In general text, the Unicode Bidirectional algorithm, as specified by the @xml:lang attribute together with the @dir attribute, provides for various levels of bidirectionality:
- Directionality is either explicitly specified via the @xml:lang attribute in combination with the @dir attribute on the highest level element (topic or derived peer for topics, map for ditamaps) or assumed by the processing application. If used, the @dir attribute SHOULD be specified on the highest level element in the topic or document element of the map.

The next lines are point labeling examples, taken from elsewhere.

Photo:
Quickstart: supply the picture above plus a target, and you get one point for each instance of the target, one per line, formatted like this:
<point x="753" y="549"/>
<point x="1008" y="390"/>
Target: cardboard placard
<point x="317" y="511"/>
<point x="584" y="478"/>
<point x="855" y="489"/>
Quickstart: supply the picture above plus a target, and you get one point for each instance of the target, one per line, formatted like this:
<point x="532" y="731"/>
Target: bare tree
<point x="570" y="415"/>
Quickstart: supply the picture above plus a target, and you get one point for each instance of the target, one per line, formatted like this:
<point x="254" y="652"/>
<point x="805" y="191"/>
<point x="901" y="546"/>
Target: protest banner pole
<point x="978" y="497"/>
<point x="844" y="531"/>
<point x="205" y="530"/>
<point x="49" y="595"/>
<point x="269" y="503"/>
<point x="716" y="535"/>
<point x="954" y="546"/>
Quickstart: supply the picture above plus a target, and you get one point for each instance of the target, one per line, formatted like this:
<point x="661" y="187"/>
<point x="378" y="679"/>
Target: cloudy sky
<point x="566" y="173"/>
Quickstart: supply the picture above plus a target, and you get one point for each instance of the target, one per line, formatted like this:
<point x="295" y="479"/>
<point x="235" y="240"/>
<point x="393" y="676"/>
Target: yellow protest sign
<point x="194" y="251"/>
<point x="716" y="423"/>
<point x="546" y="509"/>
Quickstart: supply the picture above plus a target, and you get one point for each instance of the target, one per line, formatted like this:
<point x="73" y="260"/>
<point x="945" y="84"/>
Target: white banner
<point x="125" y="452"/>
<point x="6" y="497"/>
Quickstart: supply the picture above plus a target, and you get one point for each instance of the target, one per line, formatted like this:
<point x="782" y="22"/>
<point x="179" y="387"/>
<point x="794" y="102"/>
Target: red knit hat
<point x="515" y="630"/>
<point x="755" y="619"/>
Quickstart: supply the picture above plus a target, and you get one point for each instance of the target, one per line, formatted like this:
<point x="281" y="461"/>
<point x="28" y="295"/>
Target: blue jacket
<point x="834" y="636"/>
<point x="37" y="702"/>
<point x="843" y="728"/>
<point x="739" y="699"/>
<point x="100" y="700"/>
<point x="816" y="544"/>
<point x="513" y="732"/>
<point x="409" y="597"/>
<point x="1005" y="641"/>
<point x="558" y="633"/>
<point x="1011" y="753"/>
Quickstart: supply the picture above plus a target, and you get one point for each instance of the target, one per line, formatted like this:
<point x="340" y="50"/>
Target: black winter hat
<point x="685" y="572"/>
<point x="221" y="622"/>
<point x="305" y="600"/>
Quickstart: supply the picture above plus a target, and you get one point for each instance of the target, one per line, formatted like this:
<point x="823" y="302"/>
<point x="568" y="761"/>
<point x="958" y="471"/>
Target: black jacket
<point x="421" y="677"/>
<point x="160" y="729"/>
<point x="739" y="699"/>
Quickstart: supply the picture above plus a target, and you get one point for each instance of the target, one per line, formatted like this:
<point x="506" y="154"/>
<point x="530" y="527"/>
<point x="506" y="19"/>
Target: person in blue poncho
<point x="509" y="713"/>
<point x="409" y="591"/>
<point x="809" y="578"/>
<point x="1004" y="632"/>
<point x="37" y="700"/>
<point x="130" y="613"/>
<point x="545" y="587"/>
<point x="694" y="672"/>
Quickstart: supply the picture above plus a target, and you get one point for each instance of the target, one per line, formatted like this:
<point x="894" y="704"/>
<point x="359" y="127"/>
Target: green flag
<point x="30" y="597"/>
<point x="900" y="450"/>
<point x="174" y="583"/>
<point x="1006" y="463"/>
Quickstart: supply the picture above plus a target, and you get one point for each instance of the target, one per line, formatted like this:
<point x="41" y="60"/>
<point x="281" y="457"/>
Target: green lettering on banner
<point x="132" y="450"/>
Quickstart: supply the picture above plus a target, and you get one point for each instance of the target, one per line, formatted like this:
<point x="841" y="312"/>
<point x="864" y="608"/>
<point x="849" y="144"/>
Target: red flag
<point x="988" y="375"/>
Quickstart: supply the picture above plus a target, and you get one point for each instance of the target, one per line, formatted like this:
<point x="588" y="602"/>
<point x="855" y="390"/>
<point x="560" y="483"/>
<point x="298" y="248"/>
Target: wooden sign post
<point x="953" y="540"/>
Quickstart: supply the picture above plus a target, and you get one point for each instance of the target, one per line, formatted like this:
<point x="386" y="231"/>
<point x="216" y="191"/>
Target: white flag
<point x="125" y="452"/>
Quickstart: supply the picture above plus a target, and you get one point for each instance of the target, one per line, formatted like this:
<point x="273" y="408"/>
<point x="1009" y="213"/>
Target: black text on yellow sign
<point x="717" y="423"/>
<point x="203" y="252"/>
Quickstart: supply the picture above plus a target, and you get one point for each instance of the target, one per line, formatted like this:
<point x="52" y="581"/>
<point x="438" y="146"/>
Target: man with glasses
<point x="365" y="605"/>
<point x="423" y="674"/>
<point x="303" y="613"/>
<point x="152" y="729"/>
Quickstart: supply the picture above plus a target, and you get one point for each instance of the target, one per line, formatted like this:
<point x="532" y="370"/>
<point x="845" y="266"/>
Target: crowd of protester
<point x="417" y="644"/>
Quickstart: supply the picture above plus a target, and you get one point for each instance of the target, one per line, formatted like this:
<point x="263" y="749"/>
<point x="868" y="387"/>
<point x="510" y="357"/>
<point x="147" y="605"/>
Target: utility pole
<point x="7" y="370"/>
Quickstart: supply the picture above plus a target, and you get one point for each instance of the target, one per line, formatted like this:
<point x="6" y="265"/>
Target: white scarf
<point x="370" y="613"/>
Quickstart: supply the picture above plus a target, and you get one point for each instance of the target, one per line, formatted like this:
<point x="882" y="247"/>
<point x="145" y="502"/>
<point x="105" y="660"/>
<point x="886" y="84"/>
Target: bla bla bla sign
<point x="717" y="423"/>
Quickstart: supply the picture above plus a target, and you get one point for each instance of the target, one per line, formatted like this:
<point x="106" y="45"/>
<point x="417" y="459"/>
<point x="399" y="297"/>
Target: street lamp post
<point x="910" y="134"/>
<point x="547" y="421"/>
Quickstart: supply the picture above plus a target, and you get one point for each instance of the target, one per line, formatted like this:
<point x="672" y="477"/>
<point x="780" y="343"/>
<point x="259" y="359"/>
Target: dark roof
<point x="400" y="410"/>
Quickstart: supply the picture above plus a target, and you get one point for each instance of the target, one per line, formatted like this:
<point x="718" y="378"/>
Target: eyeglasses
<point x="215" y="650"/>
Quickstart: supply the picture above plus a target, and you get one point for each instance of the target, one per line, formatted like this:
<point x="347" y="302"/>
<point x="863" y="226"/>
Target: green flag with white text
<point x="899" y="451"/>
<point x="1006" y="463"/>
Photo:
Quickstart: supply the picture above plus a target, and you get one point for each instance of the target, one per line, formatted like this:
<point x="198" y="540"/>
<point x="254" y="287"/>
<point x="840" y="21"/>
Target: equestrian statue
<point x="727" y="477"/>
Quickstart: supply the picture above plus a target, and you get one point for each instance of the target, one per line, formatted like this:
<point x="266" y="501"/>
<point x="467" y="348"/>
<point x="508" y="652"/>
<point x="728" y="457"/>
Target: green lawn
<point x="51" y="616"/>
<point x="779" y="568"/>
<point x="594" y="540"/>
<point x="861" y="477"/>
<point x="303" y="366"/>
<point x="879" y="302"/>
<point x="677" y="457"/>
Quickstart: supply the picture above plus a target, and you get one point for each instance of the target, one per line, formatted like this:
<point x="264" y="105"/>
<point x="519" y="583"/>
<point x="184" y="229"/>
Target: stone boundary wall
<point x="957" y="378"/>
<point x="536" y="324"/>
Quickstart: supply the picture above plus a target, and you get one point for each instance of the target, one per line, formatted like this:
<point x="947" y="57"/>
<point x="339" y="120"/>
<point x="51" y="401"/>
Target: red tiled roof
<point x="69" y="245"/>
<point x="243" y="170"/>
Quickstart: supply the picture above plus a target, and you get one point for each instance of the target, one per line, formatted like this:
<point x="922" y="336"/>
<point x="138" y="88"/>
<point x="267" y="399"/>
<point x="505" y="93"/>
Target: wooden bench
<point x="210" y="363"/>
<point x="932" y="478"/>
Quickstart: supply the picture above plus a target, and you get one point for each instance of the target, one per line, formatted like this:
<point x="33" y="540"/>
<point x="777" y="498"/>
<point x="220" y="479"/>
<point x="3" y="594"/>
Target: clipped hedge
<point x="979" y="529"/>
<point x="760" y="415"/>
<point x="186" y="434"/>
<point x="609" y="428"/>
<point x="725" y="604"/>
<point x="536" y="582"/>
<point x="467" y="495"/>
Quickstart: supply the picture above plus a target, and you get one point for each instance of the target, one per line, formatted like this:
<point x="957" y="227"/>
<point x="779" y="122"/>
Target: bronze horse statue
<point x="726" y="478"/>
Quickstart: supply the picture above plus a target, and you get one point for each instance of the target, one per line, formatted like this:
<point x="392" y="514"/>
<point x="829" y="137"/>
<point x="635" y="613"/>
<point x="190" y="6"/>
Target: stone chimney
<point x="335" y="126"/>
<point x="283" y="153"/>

- When embedding a right-to-left text run inside a left-to-right text run (or
vice-versa), the default direction might provide incorrect results based on the
rendering mechanism, especially if the embedded text run includes punctuation that
is
located at one end of the embedded text run. Unicode defines spaces and punctuation
as
having neutral directionality and defines directionality for these neutral characters
when they appear between characters having a strong directionality (most characters
that
are not spaces or punctuation). While the default direction is often sufficient to
determine the correct directionality of the language, sometimes it renders the
characters incorrectly (for example, a question mark at the end of a Hebrew question
might appear at the beginning of the question instead of at the end or a parenthesis
might render incorrectly). To control this behavior, the @dir attribute
is set to "ltr" or "rtl" as needed, to ensure that the desired direction is applied
to
the characters that have neutral bidirectionality. The "ltr" and "rtl" values override
only the neutral characters (for example, spaces and punctuation), not all Unicode
characters.
note
Problems with Unicode rendering can be caused by the rendering mechanism. The problems are not due to the XML markup itself. - Sometimes you might want to override the default directionality for strongly bidirectional characters. Overrides are done using the "lro" and "rlo" values, which overrides the Unicode Bidirectional algorithm. This override forces a direction on the contents of the element. These override attributes give the author a brute force way of setting the directionality independent of the Unicode Bidirectional algorithm. The gentler "ltr" and "rtl" values have a less radical effect, only affecting punctuation and other so-called neutral characters.
For most authoring needs, the "ltr" and "rtl" values are sufficient. Use the override values only when you cannot achieve the desired effect using the the "ltr" and "rtl" values.
Processing expectations
Applications that process DITA documents, whether at the authoring, translation, publishing, or any other stage, SHOULD fully support the Unicode bidirectional algorithm to correctly implement the script and directionality for each language that is used in the document.
Applications SHOULD ensure that the root element in every topic document and the root element in the root map has values for the @dir and @xml:lang attributes.